What exactly do you mean by "not working"? Is there an error?

Yes, it says the command cannot be run file or directory missing.

Hmm, this sounds like it might not be a problem with Prodigy directly and more with the way nohup runs the command? It should definitely be no problem to run Prodigy this way and people have been doing this a lot. What command did you run? Just PRODIGY_PORT=5678 nohup prodigy [...]?

Thanks Ines.

I was able to get this to work. There was a problem with the ec2 instance and fixed it now.

However, I have one last pressing issue. As I have mentioned earlier I am annotating for multi-label, multi-class classification task. I have around 100 classes, I want to start three parallel annotation sessions.

PRODIGY_PORT=5678 nohup prodigy [....] --label class1
PRODIGY_PORT=1234 nohup prodigy [....] --label class2 and so-on.

I am hosting prodigy application in Ec2 instance and able to run multiple sessions successfully. But when I use proxy_pass the external link says "Oops, something went wrong" - Project couldn't be fetched properly.

I tried proxypass with other generic websites and it works fine, so I am assuming it's got something to do with my prodigy project.

Hi @ines
It works fine for one proxypass but from the next one onwards it gives that error. Also, I checked the explorer console - it says "502 bad gateway". I am using Chrome.

Hey @VaishKandala , what are you using with proxypass? Maybe Nginx? Apache? Or something like Traefik?

You might want to check if there's any error in the console, in developer tools.

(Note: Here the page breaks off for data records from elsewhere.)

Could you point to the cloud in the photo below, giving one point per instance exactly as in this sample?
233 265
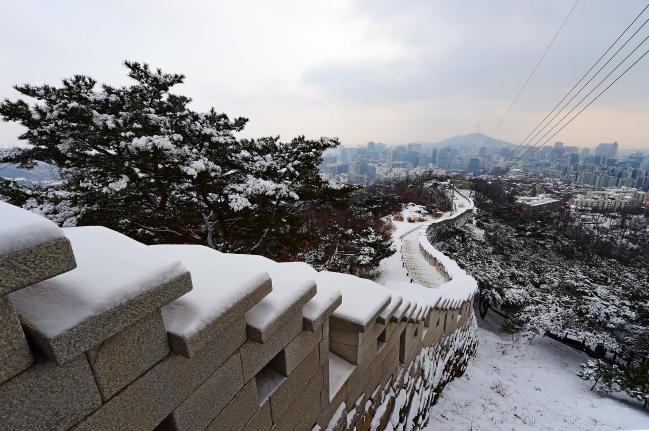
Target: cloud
361 70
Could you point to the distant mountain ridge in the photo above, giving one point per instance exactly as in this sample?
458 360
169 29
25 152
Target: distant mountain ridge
471 142
41 172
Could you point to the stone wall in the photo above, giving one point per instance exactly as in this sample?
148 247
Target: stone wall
123 367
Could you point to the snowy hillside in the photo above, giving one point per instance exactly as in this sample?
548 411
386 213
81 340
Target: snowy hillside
522 386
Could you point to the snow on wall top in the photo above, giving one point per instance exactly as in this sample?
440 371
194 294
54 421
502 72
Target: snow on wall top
461 286
363 299
111 270
21 229
392 308
220 282
291 281
325 298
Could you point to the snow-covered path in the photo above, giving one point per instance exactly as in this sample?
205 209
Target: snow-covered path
522 386
419 269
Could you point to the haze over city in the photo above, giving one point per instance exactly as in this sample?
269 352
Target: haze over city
384 71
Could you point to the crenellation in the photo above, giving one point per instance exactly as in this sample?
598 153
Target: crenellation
190 353
15 355
128 354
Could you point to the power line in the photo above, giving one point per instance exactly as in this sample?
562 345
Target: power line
537 146
538 63
520 146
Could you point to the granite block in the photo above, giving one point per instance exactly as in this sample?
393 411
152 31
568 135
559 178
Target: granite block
126 355
25 267
296 350
255 356
15 355
96 329
148 400
293 386
207 400
239 411
261 421
188 346
294 413
49 397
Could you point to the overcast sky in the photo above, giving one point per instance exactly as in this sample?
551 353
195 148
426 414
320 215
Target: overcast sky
389 71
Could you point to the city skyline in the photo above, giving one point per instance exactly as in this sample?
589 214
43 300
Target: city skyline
396 73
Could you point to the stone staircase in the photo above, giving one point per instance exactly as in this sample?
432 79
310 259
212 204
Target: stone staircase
100 332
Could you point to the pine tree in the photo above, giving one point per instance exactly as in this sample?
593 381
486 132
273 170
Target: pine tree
139 160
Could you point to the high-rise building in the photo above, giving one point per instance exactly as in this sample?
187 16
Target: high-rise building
607 150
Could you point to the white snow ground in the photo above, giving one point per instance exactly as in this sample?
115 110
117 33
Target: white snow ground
522 386
516 385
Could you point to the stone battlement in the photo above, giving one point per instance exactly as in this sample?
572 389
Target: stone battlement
100 332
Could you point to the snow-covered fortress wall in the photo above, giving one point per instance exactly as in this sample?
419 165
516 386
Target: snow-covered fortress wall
100 332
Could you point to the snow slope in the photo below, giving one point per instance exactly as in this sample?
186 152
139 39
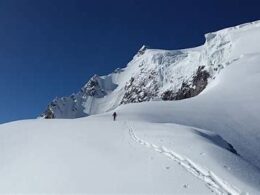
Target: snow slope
97 155
208 144
155 74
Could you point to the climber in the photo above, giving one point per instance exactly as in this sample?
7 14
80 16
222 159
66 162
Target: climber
114 115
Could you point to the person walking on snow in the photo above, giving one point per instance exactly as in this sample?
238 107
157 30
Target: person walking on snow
114 115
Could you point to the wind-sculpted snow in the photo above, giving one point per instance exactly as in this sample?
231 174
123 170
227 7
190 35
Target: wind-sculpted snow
216 184
155 74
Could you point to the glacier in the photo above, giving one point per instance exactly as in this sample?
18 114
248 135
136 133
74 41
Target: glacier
206 144
156 74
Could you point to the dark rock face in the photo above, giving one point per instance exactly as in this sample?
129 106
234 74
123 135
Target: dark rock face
93 87
139 92
197 85
48 114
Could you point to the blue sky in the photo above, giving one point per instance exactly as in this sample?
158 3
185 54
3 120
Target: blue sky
50 48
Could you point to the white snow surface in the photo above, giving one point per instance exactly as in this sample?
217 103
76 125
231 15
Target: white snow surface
155 71
174 147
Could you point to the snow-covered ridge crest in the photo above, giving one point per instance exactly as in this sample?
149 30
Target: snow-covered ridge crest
155 74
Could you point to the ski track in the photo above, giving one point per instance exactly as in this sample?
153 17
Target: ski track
212 181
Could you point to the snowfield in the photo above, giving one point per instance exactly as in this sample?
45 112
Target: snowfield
208 144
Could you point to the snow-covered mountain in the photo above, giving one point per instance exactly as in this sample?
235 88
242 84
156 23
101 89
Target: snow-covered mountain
155 74
208 144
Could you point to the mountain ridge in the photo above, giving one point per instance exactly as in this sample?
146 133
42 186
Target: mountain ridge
154 74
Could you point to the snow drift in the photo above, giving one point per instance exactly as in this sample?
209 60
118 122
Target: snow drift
201 145
160 74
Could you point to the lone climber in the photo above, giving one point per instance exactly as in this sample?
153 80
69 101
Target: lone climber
114 115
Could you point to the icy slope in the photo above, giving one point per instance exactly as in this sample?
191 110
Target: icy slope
160 74
98 155
229 106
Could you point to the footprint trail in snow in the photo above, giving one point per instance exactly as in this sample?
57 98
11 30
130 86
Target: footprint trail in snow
212 181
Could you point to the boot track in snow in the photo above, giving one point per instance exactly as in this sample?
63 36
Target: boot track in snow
212 181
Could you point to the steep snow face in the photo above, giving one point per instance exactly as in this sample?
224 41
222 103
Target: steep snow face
160 74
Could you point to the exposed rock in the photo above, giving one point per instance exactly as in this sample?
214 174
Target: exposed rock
187 90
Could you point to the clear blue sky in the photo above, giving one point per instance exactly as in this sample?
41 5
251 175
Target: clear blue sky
50 48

Then also check the logs for the system on front (Nginx, Apache, Traefik, etc) .

And then also check the logs for Prodigy.

If you are running with nohup, you can probably redirect the output to a file, so that you can see the logs later, for example, something like:

nohup prodigy ...some-params-here > logs-prodigy1.log 2>&1 

The > logs-prodigy1.log makes the logs go to a file logs-prodigy1.log, you would use a different file for each Prodigy you start. And then 2>&1 makes the sterr (the "error" logs) go to the same file as the normal logs.

Then, when you get the issue again, you can check if there's any error in those files too.

But also make sure you check in the proxy (Nginx, Apache, Traefik, etc) as the error might be in its configurations.

Thanks @tiangolo.

I am using Nginx and finally could figure out the issue. This is my first attempt with Nginx and I wasn't passing the ports in "upstream" so it was picking the default or if the default is not running it was giving an error. Now, the problem is solved with Nginx.

Thanks,
Vaishnavi

Awesome @VaishKandala ! :tada:

Thanks for reporting back.

Just released Prodigy v1.10, which adds the field_suggestions option to text_input blocks!

Hi @ines

I want to train a multi-label text classification model on the data provided on Prodigy docs page news_headlines.jsonl. For this I need the annotated data set. Is it available? If it is, please share me the download link.
Thanks

Yes, there's a link "Downoad annotated data" here, but that includes the data annotated with some named entties: Prodigy 101 – everything you need to know · Prodigy · An annotation tool for AI, Machine Learning & NLP You can also download the raw data from there. It's just some news headlines, nothing special.

Also, note that this is just an example dataset, though and it was created for the tutorial to make it easier for people to try things out. It's not particularly useful outside of that, so if you actually want to train your own model, you should also create your own dataset.